Book review: Cyclical tragedies foisted on stressed communities by gangs of men

'Web of Betrayal's power comes from bringing myriad strands of Ireland’s underworld together
Book review: Cyclical tragedies foisted on stressed communities by gangs of men

Nicola Tallant: Clarifies the scale of the challenge facing the gardaí, the PSNI, the courts, and the visceral disregard for life or law.

  • Web of Betrayal: Murder in Ireland’s Brutal Gangland 
  • Nicola Tallant 
  • Eriu, €16.99 

There is little new in this engaging but frightening pot boiler. 

Anyone interested in the workings of Ireland’s premiership criminals is already familiar with most of Nicola Tallant’s grim material, especially as swathes of it have been well aired through her print journalism or her popular podcast Crime World, as well as many other established outlets.

Rather, the book’s power comes from bringing myriad strands of Ireland’s underworld together, it clarifies the scale of the violence, the ruthless ambition, the challenges and dangers facing the gardaí, the PSNI, the courts, and the visceral disregard for life or law. 

The default social nihilism too. 

Most of all it underlines the cyclical tragedies foisted on stressed communities afflicted by gangs of feral young men, unemployed but wearing €350 Gucci baseball hats, ready to do anything to usurp the more experienced, established criminals dominating the streets they call home.

That volatile and terrifying potential is represented by the book’s dominant figure, the Dublin hitman Robbie Lawlor. 

When Lawlor was released from prison in December 2019, he had more than 100 convictions to his name and was warned by gardaí that his life was in real danger. 

Reckless and aggressive in equal measures, the cocaine- and steroid-sluicing Lawlor was dead within five months. 

He was shot in Belfast while on what was believed to be a debt-collection mission.

His live-by-the-sword-die-by-the-sword death, one that seemed absolutely inevitable, was widely celebrated on social media by his peers. 

His murder by a lone gunman involved betrayal but removed a dangerous, unreliable collaborator or competitor, one implicated in several murders, from their orbit.
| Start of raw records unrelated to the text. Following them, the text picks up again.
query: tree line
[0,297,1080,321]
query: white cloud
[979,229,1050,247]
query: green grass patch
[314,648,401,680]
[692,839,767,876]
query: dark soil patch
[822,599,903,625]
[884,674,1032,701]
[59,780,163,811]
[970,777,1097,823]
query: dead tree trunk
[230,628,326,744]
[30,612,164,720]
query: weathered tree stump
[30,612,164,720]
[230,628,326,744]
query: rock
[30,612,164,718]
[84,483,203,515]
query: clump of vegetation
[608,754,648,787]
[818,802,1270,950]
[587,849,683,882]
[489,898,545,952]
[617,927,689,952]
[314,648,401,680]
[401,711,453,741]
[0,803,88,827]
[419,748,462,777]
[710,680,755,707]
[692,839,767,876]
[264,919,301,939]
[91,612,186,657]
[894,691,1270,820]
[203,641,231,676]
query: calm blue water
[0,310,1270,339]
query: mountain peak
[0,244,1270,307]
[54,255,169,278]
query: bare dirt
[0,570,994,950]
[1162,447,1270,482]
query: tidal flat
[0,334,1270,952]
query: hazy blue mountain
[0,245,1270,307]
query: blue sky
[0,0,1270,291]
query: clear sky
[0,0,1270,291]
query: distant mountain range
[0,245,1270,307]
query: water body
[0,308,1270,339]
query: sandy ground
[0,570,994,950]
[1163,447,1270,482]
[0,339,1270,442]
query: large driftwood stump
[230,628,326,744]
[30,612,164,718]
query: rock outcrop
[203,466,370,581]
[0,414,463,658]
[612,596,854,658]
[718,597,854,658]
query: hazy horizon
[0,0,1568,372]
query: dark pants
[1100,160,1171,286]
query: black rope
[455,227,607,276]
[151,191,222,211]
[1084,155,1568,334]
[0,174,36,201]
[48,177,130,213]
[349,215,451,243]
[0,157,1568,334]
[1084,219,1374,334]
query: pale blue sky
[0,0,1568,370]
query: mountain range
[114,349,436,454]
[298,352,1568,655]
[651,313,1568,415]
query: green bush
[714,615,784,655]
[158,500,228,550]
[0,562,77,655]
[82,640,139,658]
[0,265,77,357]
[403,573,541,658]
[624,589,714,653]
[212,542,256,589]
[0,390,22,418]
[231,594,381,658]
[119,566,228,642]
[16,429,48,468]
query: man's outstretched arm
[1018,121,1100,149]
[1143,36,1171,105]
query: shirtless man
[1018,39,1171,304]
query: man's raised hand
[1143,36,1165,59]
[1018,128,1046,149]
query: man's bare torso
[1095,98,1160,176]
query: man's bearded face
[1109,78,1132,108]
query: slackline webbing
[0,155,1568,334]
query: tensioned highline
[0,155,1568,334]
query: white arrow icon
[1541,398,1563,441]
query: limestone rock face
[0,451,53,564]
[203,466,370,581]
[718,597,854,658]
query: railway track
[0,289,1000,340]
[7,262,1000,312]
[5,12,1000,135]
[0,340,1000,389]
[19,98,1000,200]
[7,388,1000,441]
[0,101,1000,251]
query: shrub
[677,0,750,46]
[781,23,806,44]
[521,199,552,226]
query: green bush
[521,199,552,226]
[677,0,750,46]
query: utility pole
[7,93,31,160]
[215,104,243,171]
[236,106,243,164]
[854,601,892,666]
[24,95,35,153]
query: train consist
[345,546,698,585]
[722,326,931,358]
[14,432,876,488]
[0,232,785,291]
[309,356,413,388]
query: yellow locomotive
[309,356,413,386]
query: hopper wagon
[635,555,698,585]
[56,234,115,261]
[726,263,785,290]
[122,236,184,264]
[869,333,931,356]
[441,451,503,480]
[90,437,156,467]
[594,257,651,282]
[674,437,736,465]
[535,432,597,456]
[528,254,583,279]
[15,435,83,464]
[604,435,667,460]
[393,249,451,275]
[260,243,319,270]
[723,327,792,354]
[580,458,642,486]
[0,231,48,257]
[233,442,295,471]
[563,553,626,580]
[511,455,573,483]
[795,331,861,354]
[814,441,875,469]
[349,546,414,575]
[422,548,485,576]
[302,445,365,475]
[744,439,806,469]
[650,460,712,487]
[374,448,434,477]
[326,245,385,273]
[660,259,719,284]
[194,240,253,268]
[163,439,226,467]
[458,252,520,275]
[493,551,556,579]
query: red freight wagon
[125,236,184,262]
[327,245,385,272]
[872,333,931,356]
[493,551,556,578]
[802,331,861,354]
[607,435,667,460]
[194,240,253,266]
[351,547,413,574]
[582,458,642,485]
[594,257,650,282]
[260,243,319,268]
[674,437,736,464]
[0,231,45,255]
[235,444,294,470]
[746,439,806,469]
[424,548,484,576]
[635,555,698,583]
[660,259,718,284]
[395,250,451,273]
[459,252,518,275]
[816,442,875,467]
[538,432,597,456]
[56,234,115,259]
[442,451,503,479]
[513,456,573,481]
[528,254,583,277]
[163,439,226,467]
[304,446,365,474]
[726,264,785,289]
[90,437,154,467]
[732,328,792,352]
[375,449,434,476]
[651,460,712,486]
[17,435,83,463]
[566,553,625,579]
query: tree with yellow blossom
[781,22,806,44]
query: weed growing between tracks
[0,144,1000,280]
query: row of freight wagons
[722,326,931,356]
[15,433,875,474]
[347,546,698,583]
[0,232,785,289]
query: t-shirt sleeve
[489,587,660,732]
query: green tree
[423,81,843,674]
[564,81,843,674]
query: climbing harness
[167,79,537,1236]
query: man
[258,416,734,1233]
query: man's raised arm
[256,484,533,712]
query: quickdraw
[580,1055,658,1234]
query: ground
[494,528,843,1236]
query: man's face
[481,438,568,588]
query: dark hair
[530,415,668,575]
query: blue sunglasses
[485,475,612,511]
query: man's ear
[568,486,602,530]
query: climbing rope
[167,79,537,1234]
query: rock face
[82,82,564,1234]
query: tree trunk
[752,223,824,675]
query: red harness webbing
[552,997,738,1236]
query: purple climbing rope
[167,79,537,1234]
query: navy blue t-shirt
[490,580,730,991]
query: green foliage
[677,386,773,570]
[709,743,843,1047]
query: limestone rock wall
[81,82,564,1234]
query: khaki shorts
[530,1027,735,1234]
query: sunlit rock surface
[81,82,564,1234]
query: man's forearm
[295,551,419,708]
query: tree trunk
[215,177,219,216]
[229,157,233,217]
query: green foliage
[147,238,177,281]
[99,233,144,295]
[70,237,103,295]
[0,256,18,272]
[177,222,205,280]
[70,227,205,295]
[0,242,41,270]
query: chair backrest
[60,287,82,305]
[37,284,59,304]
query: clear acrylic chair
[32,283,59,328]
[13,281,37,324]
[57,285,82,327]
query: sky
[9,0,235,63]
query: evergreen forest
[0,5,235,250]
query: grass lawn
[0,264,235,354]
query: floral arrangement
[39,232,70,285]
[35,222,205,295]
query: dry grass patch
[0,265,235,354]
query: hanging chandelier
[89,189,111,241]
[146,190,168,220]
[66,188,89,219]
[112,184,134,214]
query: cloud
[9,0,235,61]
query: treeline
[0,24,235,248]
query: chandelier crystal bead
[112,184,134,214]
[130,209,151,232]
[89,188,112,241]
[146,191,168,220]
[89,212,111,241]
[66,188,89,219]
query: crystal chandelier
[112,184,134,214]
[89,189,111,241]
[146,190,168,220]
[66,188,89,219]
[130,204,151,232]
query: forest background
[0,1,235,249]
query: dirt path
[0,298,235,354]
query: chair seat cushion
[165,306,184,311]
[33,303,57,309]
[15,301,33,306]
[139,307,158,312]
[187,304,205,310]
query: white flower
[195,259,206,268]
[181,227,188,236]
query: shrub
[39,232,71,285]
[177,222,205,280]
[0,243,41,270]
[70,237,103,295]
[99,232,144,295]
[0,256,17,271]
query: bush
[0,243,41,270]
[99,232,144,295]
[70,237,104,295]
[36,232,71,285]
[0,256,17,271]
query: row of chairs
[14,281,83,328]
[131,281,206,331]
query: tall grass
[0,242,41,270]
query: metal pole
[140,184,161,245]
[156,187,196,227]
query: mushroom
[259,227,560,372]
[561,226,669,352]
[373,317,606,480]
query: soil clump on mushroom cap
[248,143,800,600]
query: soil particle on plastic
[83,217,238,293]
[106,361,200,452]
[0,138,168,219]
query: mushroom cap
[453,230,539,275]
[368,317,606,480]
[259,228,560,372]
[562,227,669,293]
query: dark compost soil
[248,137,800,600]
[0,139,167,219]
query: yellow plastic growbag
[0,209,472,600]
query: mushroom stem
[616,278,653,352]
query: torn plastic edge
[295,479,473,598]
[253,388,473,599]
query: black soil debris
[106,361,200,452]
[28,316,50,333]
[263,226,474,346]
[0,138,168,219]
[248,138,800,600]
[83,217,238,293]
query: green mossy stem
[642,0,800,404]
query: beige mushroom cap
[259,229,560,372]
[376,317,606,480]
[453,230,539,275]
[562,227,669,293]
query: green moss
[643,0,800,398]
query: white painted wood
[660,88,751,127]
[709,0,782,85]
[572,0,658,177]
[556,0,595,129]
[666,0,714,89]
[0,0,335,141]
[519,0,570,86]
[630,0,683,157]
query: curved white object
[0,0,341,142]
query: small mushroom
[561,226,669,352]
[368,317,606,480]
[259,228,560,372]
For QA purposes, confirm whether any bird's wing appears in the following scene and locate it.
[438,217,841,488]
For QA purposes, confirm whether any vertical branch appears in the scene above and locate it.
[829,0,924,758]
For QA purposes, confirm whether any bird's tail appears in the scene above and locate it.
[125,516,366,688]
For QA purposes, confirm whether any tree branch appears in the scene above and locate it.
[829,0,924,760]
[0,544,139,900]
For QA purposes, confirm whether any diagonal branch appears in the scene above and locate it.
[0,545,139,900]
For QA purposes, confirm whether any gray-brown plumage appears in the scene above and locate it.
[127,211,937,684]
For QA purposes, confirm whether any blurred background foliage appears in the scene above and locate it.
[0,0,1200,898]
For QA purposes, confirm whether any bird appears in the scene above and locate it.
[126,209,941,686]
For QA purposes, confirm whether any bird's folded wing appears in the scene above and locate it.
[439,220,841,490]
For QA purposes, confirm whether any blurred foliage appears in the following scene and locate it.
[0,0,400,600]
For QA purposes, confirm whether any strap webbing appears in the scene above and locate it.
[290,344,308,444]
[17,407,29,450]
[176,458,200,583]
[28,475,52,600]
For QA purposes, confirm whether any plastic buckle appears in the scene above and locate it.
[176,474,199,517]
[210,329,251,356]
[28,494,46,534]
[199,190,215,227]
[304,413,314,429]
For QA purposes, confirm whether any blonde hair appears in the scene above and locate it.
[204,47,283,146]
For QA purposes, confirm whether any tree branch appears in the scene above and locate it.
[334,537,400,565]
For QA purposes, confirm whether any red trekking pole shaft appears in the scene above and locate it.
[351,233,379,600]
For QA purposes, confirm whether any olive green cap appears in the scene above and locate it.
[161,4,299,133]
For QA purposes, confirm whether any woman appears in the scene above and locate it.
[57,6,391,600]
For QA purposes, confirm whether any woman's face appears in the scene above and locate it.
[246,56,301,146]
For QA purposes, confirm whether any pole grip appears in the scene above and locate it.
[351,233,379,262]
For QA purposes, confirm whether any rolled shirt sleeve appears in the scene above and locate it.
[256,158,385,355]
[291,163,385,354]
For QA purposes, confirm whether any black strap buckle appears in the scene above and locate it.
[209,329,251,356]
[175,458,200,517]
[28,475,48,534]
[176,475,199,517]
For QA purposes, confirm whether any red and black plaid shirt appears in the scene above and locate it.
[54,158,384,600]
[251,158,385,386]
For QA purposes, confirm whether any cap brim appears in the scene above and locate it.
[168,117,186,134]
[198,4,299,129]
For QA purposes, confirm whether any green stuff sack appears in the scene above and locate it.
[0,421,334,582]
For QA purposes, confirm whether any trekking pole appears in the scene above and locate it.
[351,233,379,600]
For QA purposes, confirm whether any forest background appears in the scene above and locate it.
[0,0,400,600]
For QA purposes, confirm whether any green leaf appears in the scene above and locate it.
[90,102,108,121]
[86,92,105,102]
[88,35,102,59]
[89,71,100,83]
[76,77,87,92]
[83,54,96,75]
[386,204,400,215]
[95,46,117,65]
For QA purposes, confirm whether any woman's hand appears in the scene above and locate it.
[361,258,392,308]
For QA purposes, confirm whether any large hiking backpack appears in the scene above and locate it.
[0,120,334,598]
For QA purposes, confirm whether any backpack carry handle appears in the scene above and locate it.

When Lawlor was murdered, he was the prime suspect in the murder and dismemberment of 17-year-old Keane Mulready-Woods. 

That murder set a benchmark for criminal savagery as the teenager’s body was broken up and parts dumped where Lawlor wished to intimidate those who might oppose, or even deride him. 

Tallant’s descriptions and court records make it clear that Lawlor was a deeply troubled soul, one with many unresolved emotional or psychiatric issues exacerbated by spectacular drug misuse but those complexities are of little interest or consolation to his victims.

His life and death raise an obvious, needling question: How can a society, one that regularly trumpets the idea of equal opportunity and the timely provision of mental health services to those who so obviously need them, deal with a cannonball figure like Robbie Lawlor? 

It is probably naive to imagine that a thug like Lawlor might have been dissuaded from his destructive life by more successful interventions but surrendering to that idea is, all too real as it may be, depressing.

Tallant also details that odious cohort — those who present themselves as committed and active republicans but are no more than a parasitic adjunct to the drug gangs happy to destroy the communities they purport to champion. 

One of these, Alan Ryan, once the head of the “Real IRA”, was shot dead 12 years ago. 

As contemporary reports indicate, a nasty rump of republican and loyalist paramilitaries, retired or otherwise, have embraced a new set of ambitions.

The recent arrest in Spain of veteran criminal and general election candidate Gerry Hutch underlines how very alive and real this culture is in Ireland and Europe. 

The looming Christmas party season and its almost insatiable appetite for cocaine will, once again, expose the dynamic behind this criminality and all of these tragedies. 

Those see-no-evil jamborees will prove, again, that Lawlor and his peers are just a symptom of a far greater problem, one described vividly in this book — a book that would have been greatly enhanced by proficient editing.